After you detect PII with detect_pii(), you pass the findings to mask() to replace each sensitive span with a safe placeholder. The original text is never modified in place — mask() always returns a new string.
Basic usage
from flexorch_audit import detect_pii, mask
text = "Email us at hello@example.com or call +49 30 1234567."
findings = detect_pii(text)
masked = mask(text, findings)
print(masked)
# Email us at [MASKED_EMAIL] or call [MASKED_PHONE_DE].
Masking strategies
mask() supports four strategies. Pass your chosen strategy as the third argument.

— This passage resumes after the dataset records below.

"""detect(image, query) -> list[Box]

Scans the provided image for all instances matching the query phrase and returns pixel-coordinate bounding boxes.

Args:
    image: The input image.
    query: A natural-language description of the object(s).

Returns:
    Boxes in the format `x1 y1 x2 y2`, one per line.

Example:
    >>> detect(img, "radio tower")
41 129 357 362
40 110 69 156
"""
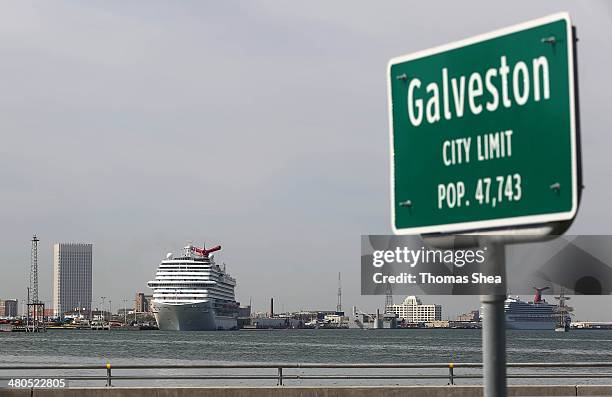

| Strategy | Example output | Best for |
|---|
redact (default) | [MASKED_EMAIL] | Production datasets and compliance logs |
replace | user@example.com | Synthetic plausible data for testing |
token | <EMAIL_1> | Structure-preserving NLP pipelines |
hash | a3f2b19c... | Deterministic, reversible anonymization |
# Token strategy — keeps grammatical structure intact
masked = mask(text, findings, strategy="token")
# Email us at <EMAIL_1> or call <PHONE_DE_1>.
# Hash strategy — same input always produces the same hash
masked = mask(text, findings, strategy="hash")
# Replace strategy — substitutes plausible synthetic values
masked = mask(text, findings, strategy="replace")
Use token when you need to preserve sentence structure for downstream NLP. Use hash when you need to consistently anonymize the same value across multiple documents.
One-liner: redact_for_llm()
When you want to detect and mask in a single call — optimized for preparing text as LLM input — use redact_for_llm(). It runs detect_pii() and mask() internally and returns the cleaned text alongside a compact summary.
from flexorch_audit import redact_for_llm
clean_text, summary = redact_for_llm(text)
print(clean_text)
# Email us at [MASKED_EMAIL] or call [MASKED_PHONE_DE].
print(summary)
# {"count": 2, "types": ["email", "phone_de"]}
redact_for_llm() always uses the redact strategy. If you need a different strategy, call detect_pii() and mask() separately.